Os grupos que são contra o aborto - normalmente conhecidos como "pró-vida" - lembram que a lei não prevê pena nos casos descritos no artigo 128, o que é diferente de "permitir" o aborto. "A legislação brasileira não admite o aborto em nenhuma hipótese. O que está escrito é que em dois casos o aborto não se pune", afirma o Padre Luis Carlos Lodi, coordenador no movimento Pró-Vida de Anápolis, Goiás, organização que atua na luta contra a legalização do aborto.
É um argumento forte, assim como é forte a pressão dos grupos a favor do aborto no Brasil, que costumam chamar a ressalva do artigo 128 de "aborto previsto em lei" ou “aborto legal” e lutam para que esse serviço seja oferecido pela rede pública de saúde. Foi em grande parte por causa da atuação dos movimentos feministas que se conseguiu a edição da Norma Técnica "Prevenção e Tratamento dos Agravos Resultantes da Violência Sexual contra Mulheres e Adolescentes" pelo Ministério da Saúde, em novembro de 1998. Nela, o órgão federal não obriga, mas prevê que os hospitais do SUS prestem assistência à mulher vítima de violência sexual. Nisso, está incluído o aborto previsto em lei.
Hoje, 30 hospitais públicos prestam esse serviço no Brasil, de acordo com dados de 2002 da Rede Nacional Feminista de Saúde e Direitos Reprodutivos - a RedeSaúde. Destes, mais de um terço está em São Paulo. É o aborto se tornando "mais oficial" pelo aval do Executivo. "O aborto nas duas situações previstas em lei foi efetivamente legalizado pela atuação do movimento de mulheres e por um segmento de profissionais da área de saúde, que têm lutado para que isto seja uma obrigação do Estado", afirma Maria Isabel Baltar, secretária executiva da RedeSaúde.

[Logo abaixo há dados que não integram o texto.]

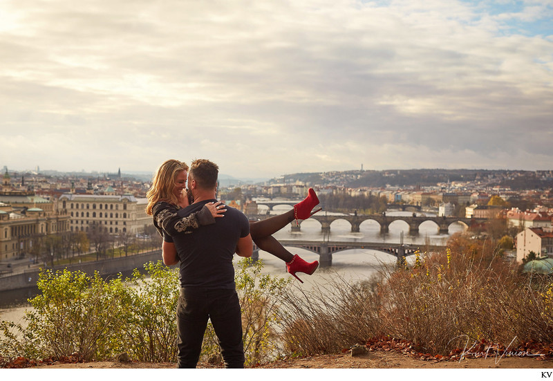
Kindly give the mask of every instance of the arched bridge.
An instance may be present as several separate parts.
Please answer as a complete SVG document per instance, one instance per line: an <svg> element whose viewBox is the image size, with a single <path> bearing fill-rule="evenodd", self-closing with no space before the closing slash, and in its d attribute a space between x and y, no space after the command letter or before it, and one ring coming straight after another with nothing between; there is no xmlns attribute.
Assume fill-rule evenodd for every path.
<svg viewBox="0 0 553 381"><path fill-rule="evenodd" d="M440 233L447 234L449 230L449 225L452 223L460 222L465 224L467 227L470 227L475 224L482 223L485 221L485 219L467 219L462 217L438 217L435 216L416 216L415 214L412 216L387 216L385 213L382 214L367 214L357 216L329 216L319 213L311 216L310 219L315 219L321 223L321 230L324 233L330 232L330 224L336 220L346 220L351 224L351 232L358 233L359 226L362 223L368 220L373 220L378 223L380 225L380 232L386 233L389 231L390 224L396 221L402 221L407 223L409 225L409 233L417 234L419 231L420 224L426 221L433 221L438 225ZM300 226L301 223L300 222ZM296 222L292 223L292 231L299 231L300 227L297 226Z"/></svg>
<svg viewBox="0 0 553 381"><path fill-rule="evenodd" d="M269 207L269 210L272 210L276 205L290 205L293 207L301 201L301 200L298 200L297 201L293 200L265 200L263 201L256 201L256 203L257 203L258 207L265 205Z"/></svg>
<svg viewBox="0 0 553 381"><path fill-rule="evenodd" d="M293 246L312 251L319 254L319 261L321 267L332 266L332 254L350 249L370 249L386 252L397 259L412 255L417 251L422 253L435 252L445 249L445 246L424 245L424 250L418 245L403 243L386 243L384 242L320 242L317 241L281 240L283 246ZM259 258L259 252L254 251L252 259Z"/></svg>

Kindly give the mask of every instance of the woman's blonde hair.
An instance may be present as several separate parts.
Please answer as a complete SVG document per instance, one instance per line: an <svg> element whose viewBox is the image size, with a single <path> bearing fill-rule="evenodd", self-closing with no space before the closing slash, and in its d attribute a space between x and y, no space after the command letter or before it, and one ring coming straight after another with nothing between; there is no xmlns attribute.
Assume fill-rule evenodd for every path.
<svg viewBox="0 0 553 381"><path fill-rule="evenodd" d="M175 196L174 191L177 176L182 171L188 171L188 165L182 161L169 159L161 165L153 176L150 189L146 194L148 198L146 213L151 216L151 208L160 201L178 205L178 198Z"/></svg>

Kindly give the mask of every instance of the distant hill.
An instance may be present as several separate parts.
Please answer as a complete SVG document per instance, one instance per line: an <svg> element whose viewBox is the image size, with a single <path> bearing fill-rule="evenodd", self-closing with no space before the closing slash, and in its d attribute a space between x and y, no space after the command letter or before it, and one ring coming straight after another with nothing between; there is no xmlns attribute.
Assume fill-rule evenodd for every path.
<svg viewBox="0 0 553 381"><path fill-rule="evenodd" d="M429 187L440 183L479 182L500 185L514 190L547 189L553 187L553 171L505 169L389 169L386 171L344 171L286 174L271 179L269 184L294 183L338 185L347 187Z"/></svg>

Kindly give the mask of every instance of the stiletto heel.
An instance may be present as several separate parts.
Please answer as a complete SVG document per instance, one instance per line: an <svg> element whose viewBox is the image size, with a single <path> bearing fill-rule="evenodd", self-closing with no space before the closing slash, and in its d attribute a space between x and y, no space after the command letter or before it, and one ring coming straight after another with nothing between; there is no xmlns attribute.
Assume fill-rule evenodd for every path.
<svg viewBox="0 0 553 381"><path fill-rule="evenodd" d="M319 207L317 210L312 212L312 209L317 205L319 205L319 198L317 196L313 188L309 188L307 197L301 202L294 205L294 218L296 219L296 225L299 226L298 220L306 220L317 212L322 210L323 208Z"/></svg>
<svg viewBox="0 0 553 381"><path fill-rule="evenodd" d="M311 275L315 272L317 268L319 267L319 261L313 262L306 262L302 259L298 254L294 255L294 258L290 262L286 262L286 271L292 275L297 280L303 283L303 281L299 279L296 272L305 272L308 275Z"/></svg>

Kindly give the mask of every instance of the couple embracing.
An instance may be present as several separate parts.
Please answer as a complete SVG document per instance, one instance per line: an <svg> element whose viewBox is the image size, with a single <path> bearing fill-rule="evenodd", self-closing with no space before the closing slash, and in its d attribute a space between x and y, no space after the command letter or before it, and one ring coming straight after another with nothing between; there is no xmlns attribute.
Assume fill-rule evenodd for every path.
<svg viewBox="0 0 553 381"><path fill-rule="evenodd" d="M308 263L286 250L272 234L294 220L313 213L319 199L313 189L289 212L249 222L240 211L216 198L218 167L205 159L191 167L169 160L158 169L148 192L147 213L163 236L163 263L180 263L177 307L179 368L195 368L204 333L211 319L227 368L243 368L240 304L234 284L234 253L251 257L253 242L285 262L288 272L312 274L319 262ZM188 182L187 189L186 183ZM302 282L303 283L303 282Z"/></svg>

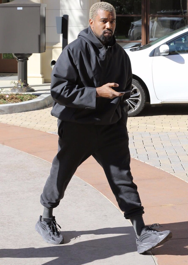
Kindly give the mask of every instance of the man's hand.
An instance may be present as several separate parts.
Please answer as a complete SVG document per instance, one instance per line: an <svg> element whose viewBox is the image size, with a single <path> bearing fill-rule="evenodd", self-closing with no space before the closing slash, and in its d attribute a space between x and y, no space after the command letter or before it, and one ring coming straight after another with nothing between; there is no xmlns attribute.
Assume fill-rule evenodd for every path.
<svg viewBox="0 0 188 265"><path fill-rule="evenodd" d="M96 87L96 98L105 98L107 99L113 99L117 97L120 97L123 94L117 92L112 87L117 87L119 86L116 83L108 83L99 87Z"/></svg>

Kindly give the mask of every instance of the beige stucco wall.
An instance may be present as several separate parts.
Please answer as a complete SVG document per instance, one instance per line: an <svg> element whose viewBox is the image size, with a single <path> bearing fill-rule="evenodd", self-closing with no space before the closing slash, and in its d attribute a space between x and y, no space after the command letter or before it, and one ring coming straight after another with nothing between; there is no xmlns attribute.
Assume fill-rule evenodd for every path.
<svg viewBox="0 0 188 265"><path fill-rule="evenodd" d="M69 15L68 43L77 37L80 32L88 26L91 7L100 0L33 0L46 5L46 51L34 54L27 64L30 85L50 82L50 64L56 61L62 51L62 34L56 31L56 17Z"/></svg>

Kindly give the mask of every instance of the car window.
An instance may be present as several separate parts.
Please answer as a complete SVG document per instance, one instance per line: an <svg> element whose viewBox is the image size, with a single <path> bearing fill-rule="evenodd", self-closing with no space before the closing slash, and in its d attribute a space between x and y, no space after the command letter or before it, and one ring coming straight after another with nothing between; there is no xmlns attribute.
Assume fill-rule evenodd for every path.
<svg viewBox="0 0 188 265"><path fill-rule="evenodd" d="M167 37L169 37L169 36L171 36L172 37L173 37L173 34L175 34L177 32L180 32L181 31L185 29L186 28L187 28L187 26L186 26L183 28L181 28L180 29L176 29L176 30L174 30L172 32L168 33L166 35L163 36L162 37L160 37L160 38L158 38L157 39L156 39L154 41L152 41L151 42L150 42L147 44L146 44L145 45L144 45L144 46L142 46L141 47L139 47L139 49L140 50L144 50L145 49L147 49L147 48L148 48L149 47L151 47L153 45L154 45L156 44L156 43L157 43L157 42L158 42L159 41L162 41L164 39L166 38Z"/></svg>
<svg viewBox="0 0 188 265"><path fill-rule="evenodd" d="M188 53L188 33L180 37L167 42L169 48L170 54L177 54Z"/></svg>

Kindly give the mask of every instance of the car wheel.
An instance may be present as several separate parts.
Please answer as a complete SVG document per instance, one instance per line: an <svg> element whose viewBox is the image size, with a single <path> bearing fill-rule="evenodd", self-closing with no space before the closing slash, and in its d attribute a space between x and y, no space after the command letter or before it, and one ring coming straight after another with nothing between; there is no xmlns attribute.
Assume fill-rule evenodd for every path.
<svg viewBox="0 0 188 265"><path fill-rule="evenodd" d="M133 79L130 97L127 100L129 110L128 116L134 117L142 111L145 105L146 93L145 90L137 80Z"/></svg>

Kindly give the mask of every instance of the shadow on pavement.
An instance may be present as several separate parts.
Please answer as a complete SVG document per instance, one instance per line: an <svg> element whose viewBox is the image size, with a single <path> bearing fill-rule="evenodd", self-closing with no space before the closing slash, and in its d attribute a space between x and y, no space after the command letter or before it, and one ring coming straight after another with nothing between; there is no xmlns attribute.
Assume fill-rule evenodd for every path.
<svg viewBox="0 0 188 265"><path fill-rule="evenodd" d="M43 264L82 265L95 260L137 251L135 241L130 233L131 233L132 234L132 228L130 227L105 228L91 231L64 231L65 244L63 245L52 245L46 243L48 246L37 248L1 249L0 256L1 258L13 258L54 257L56 258ZM111 236L112 234L117 233L124 234L84 241L81 239L80 242L66 245L74 241L76 238L74 237L79 237L83 234L110 234ZM127 234L125 234L126 233ZM91 237L89 238L91 238ZM41 238L40 240L42 240Z"/></svg>
<svg viewBox="0 0 188 265"><path fill-rule="evenodd" d="M162 104L152 107L147 104L137 117L158 116L159 115L187 115L187 104Z"/></svg>

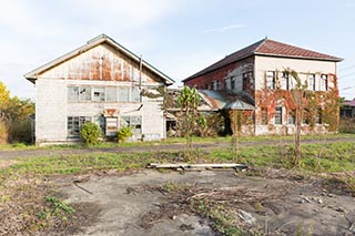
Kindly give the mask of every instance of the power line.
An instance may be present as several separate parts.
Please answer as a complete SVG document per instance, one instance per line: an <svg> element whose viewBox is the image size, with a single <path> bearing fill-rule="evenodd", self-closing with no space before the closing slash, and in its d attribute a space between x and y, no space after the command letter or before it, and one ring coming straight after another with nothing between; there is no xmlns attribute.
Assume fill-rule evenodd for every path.
<svg viewBox="0 0 355 236"><path fill-rule="evenodd" d="M349 69L353 69L353 68L355 68L355 64L348 65L346 68L341 68L338 71L346 71L346 70L349 70Z"/></svg>

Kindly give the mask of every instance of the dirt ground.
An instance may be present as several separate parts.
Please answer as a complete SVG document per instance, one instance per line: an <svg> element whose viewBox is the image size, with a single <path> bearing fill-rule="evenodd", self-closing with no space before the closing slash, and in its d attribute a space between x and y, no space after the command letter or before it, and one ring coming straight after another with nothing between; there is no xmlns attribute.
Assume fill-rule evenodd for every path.
<svg viewBox="0 0 355 236"><path fill-rule="evenodd" d="M355 197L337 195L314 177L273 170L264 174L144 170L55 182L68 203L84 204L85 214L95 218L77 235L219 235L210 219L186 211L184 197L227 203L235 224L263 235L355 235ZM163 185L190 186L189 196L174 197L161 191Z"/></svg>

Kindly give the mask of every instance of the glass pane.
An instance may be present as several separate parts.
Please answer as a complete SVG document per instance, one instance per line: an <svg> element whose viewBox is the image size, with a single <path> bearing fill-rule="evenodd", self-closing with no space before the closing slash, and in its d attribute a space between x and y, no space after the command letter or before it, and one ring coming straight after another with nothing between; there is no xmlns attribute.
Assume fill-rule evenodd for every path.
<svg viewBox="0 0 355 236"><path fill-rule="evenodd" d="M68 88L68 101L78 102L79 100L79 88L78 86L69 86Z"/></svg>
<svg viewBox="0 0 355 236"><path fill-rule="evenodd" d="M131 101L132 102L141 102L141 92L139 90L136 90L136 89L132 90Z"/></svg>
<svg viewBox="0 0 355 236"><path fill-rule="evenodd" d="M106 88L106 101L108 102L118 101L118 92L115 88Z"/></svg>
<svg viewBox="0 0 355 236"><path fill-rule="evenodd" d="M119 101L120 102L129 102L130 101L130 92L126 88L119 89Z"/></svg>
<svg viewBox="0 0 355 236"><path fill-rule="evenodd" d="M103 102L104 101L104 88L93 88L92 89L92 101Z"/></svg>
<svg viewBox="0 0 355 236"><path fill-rule="evenodd" d="M91 101L91 88L81 86L79 90L79 100L80 101Z"/></svg>

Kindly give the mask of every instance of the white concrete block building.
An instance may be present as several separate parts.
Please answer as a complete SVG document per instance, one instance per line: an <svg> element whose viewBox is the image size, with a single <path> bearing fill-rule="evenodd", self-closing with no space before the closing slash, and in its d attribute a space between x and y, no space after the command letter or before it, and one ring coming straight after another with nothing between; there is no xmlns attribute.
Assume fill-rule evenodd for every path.
<svg viewBox="0 0 355 236"><path fill-rule="evenodd" d="M24 78L36 84L39 145L77 142L85 122L106 137L122 126L133 129L133 140L165 137L163 96L146 94L174 81L104 34Z"/></svg>

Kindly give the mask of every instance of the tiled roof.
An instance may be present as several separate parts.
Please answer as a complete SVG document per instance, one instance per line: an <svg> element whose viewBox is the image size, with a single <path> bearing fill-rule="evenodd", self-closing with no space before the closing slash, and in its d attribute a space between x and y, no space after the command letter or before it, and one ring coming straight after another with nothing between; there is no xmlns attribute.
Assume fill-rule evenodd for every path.
<svg viewBox="0 0 355 236"><path fill-rule="evenodd" d="M344 105L348 105L348 106L355 106L355 100L345 101L343 104L344 104Z"/></svg>
<svg viewBox="0 0 355 236"><path fill-rule="evenodd" d="M197 78L200 75L206 74L211 71L223 68L230 63L240 61L250 55L270 55L270 57L282 57L282 58L311 59L311 60L320 60L320 61L334 61L334 62L339 62L343 60L341 58L323 54L323 53L311 51L307 49L302 49L298 47L290 45L290 44L277 42L274 40L263 39L258 42L255 42L244 49L241 49L225 57L224 59L217 61L216 63L183 80L183 82Z"/></svg>

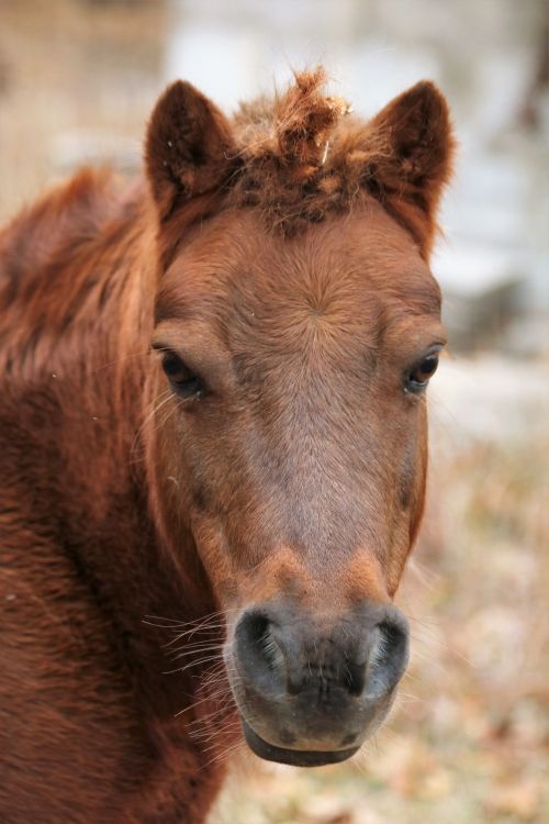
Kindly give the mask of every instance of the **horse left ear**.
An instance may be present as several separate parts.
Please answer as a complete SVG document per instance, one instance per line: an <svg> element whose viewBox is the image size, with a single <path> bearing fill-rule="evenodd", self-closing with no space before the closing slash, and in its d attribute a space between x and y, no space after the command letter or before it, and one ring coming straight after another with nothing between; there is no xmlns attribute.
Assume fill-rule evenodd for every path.
<svg viewBox="0 0 549 824"><path fill-rule="evenodd" d="M394 98L370 121L368 131L372 191L428 256L456 147L448 103L433 82L424 80Z"/></svg>
<svg viewBox="0 0 549 824"><path fill-rule="evenodd" d="M145 144L147 178L160 221L220 187L233 137L227 119L191 83L178 80L158 100Z"/></svg>

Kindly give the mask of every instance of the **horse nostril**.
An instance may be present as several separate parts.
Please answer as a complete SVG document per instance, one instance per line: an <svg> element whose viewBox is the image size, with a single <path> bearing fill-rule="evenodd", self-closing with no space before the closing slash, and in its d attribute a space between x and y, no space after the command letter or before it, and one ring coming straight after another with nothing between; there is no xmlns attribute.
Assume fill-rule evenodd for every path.
<svg viewBox="0 0 549 824"><path fill-rule="evenodd" d="M376 632L378 637L367 668L367 690L372 697L381 695L396 684L408 658L408 631L404 619L382 621Z"/></svg>
<svg viewBox="0 0 549 824"><path fill-rule="evenodd" d="M284 655L272 627L272 621L265 613L249 612L243 615L235 632L243 673L257 687L268 690L281 686L284 668Z"/></svg>

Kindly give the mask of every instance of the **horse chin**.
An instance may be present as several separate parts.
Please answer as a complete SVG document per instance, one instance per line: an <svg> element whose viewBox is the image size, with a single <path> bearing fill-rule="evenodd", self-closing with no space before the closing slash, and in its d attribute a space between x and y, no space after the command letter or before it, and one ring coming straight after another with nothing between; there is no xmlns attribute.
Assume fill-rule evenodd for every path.
<svg viewBox="0 0 549 824"><path fill-rule="evenodd" d="M253 753L259 756L259 758L264 758L266 761L287 764L291 767L324 767L327 764L339 764L340 761L345 761L347 758L354 756L355 753L358 753L360 749L360 747L326 751L287 749L284 747L278 747L274 744L269 744L269 742L260 738L245 719L242 719L242 725L246 744Z"/></svg>

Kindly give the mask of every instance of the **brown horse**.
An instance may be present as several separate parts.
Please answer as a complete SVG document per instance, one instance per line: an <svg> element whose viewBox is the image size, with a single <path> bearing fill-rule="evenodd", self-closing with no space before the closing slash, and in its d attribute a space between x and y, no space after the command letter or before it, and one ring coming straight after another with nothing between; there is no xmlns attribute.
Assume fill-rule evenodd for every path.
<svg viewBox="0 0 549 824"><path fill-rule="evenodd" d="M323 82L231 122L177 82L145 182L0 236L3 824L198 824L243 733L322 765L389 710L453 141L429 82L368 122Z"/></svg>

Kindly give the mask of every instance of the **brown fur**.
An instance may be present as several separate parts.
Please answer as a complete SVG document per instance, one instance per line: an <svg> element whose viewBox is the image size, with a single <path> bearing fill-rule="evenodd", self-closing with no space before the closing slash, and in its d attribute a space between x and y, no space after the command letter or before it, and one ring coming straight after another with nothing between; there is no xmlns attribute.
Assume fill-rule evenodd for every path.
<svg viewBox="0 0 549 824"><path fill-rule="evenodd" d="M243 107L233 124L178 83L149 125L147 187L83 171L0 235L5 824L203 822L238 724L223 667L210 670L199 647L187 647L193 667L164 675L169 628L198 622L198 637L219 646L231 610L281 588L311 609L326 587L334 603L389 601L396 589L423 509L425 412L417 403L393 420L400 401L376 363L407 363L439 334L423 259L451 136L430 85L362 123L322 94L323 79L301 75L273 107ZM363 222L373 268L361 291L345 278L360 268ZM210 407L200 425L180 417L149 352L154 334L191 342L220 392L231 382L232 405ZM315 444L305 426L298 439L313 438L310 452L293 454L310 412L298 385L284 399L284 380L304 350L303 386L326 431ZM360 355L355 374L349 353ZM381 417L360 434L369 468L357 457L346 472L357 485L365 471L374 478L380 514L367 528L358 492L334 514L326 487L356 441L366 383ZM328 386L348 394L346 409ZM258 452L246 464L251 410L290 463ZM209 457L214 444L225 453ZM293 490L291 511L277 479Z"/></svg>

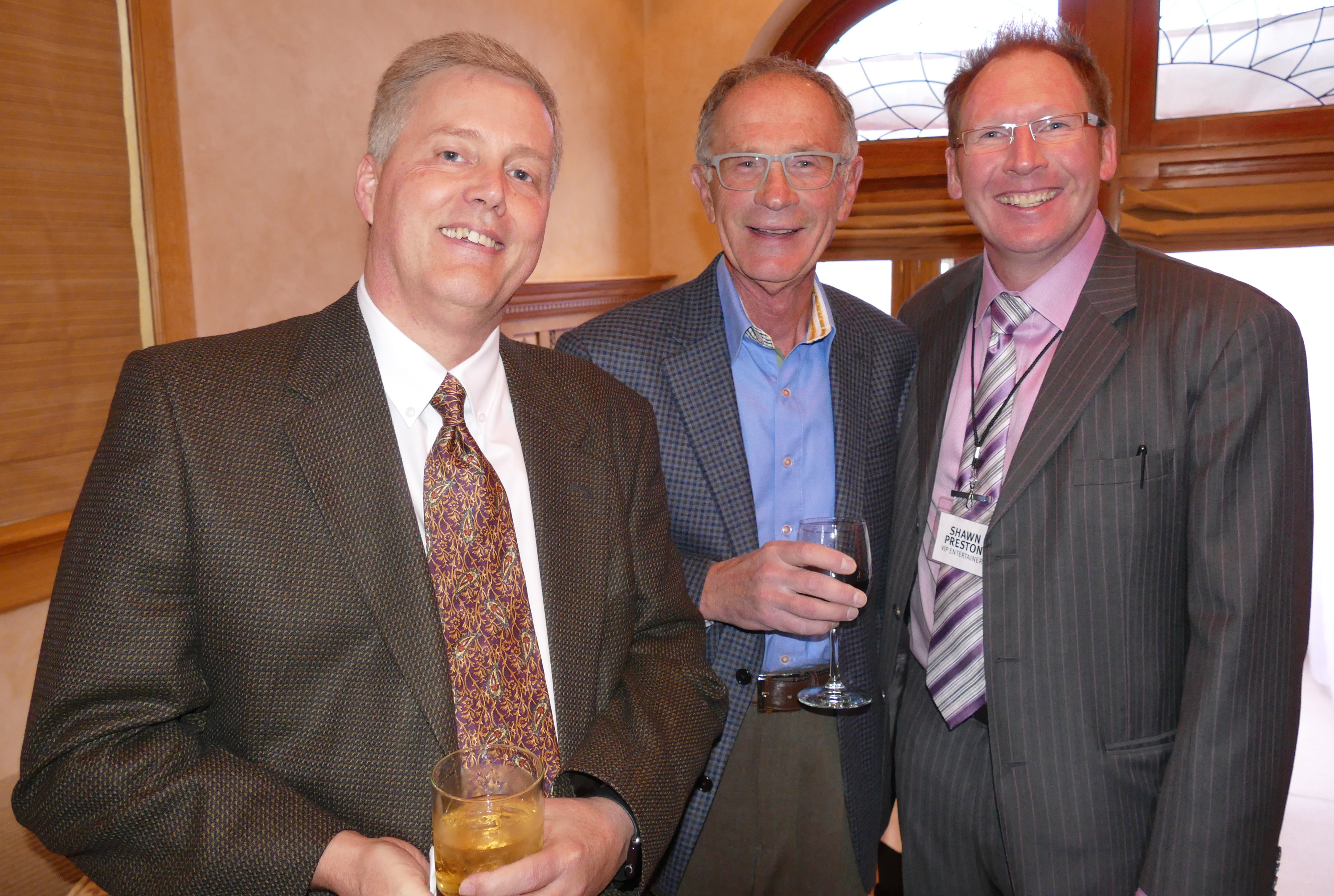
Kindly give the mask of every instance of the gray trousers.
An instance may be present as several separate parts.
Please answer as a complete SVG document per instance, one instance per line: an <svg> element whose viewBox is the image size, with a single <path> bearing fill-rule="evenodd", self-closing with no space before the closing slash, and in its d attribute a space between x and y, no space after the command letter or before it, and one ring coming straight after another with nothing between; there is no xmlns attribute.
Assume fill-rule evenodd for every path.
<svg viewBox="0 0 1334 896"><path fill-rule="evenodd" d="M832 713L746 713L676 896L866 896Z"/></svg>
<svg viewBox="0 0 1334 896"><path fill-rule="evenodd" d="M1013 896L987 727L950 731L908 657L894 744L907 896Z"/></svg>

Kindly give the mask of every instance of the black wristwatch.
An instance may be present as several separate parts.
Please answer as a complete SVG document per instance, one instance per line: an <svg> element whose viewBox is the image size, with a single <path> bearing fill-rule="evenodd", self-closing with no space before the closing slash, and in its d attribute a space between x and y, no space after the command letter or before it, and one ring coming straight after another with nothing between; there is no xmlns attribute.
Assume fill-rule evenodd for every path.
<svg viewBox="0 0 1334 896"><path fill-rule="evenodd" d="M630 849L626 851L626 860L620 863L620 871L611 879L611 884L616 889L635 889L639 887L639 879L644 871L644 848L643 840L639 837L639 821L635 820L635 813L630 809L630 804L620 799L616 788L602 783L592 775L570 772L570 784L574 787L575 796L604 796L623 808L626 815L630 816L630 823L635 825L635 836L630 839Z"/></svg>

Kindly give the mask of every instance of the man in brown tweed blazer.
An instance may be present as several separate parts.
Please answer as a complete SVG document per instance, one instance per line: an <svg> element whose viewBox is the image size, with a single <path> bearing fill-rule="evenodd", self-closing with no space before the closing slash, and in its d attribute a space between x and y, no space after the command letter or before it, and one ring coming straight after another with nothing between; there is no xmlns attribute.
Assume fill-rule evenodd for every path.
<svg viewBox="0 0 1334 896"><path fill-rule="evenodd" d="M427 893L428 775L479 723L451 675L474 647L446 643L438 609L458 599L440 587L462 563L442 548L452 521L438 485L423 497L446 436L484 456L506 593L531 609L511 619L524 661L540 655L506 667L527 669L522 700L483 709L540 707L487 724L554 725L539 740L560 771L543 849L460 892L632 889L666 849L726 692L652 411L498 329L559 160L535 68L478 35L423 41L376 96L362 281L319 313L125 363L13 795L111 893Z"/></svg>

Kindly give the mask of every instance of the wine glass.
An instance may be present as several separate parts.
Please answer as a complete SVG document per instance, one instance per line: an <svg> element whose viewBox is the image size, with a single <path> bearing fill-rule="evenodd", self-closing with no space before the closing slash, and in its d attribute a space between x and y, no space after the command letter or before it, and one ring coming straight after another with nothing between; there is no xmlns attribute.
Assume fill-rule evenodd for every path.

As organizações que são a favor do aborto vão muito mais longe a fim de exigir o seu reconhecimento. Para a maioria delas, a abortagem é um direito humano, deve ser garantido pela liberdade de escolha inerente à democracia, além de ser uma questão importante de saúde pública. Um dos movimentos mais expessivos nesse sentido é a Campanha 28 de Setembro - Dia de Luta pela Descriminalização do Aborto na América Latina e Caribe. A iniciativa se identifica como "uma atividade do movimento de mulheres latino-americano e caribenho, de luta pelo direito ao aborto no marco da democracia e dos direitos humanos". Para as mulheres participantes, o direito de decidir sobre sua vida e seu próprio corpo é o que guia a luta pela legalização da prática.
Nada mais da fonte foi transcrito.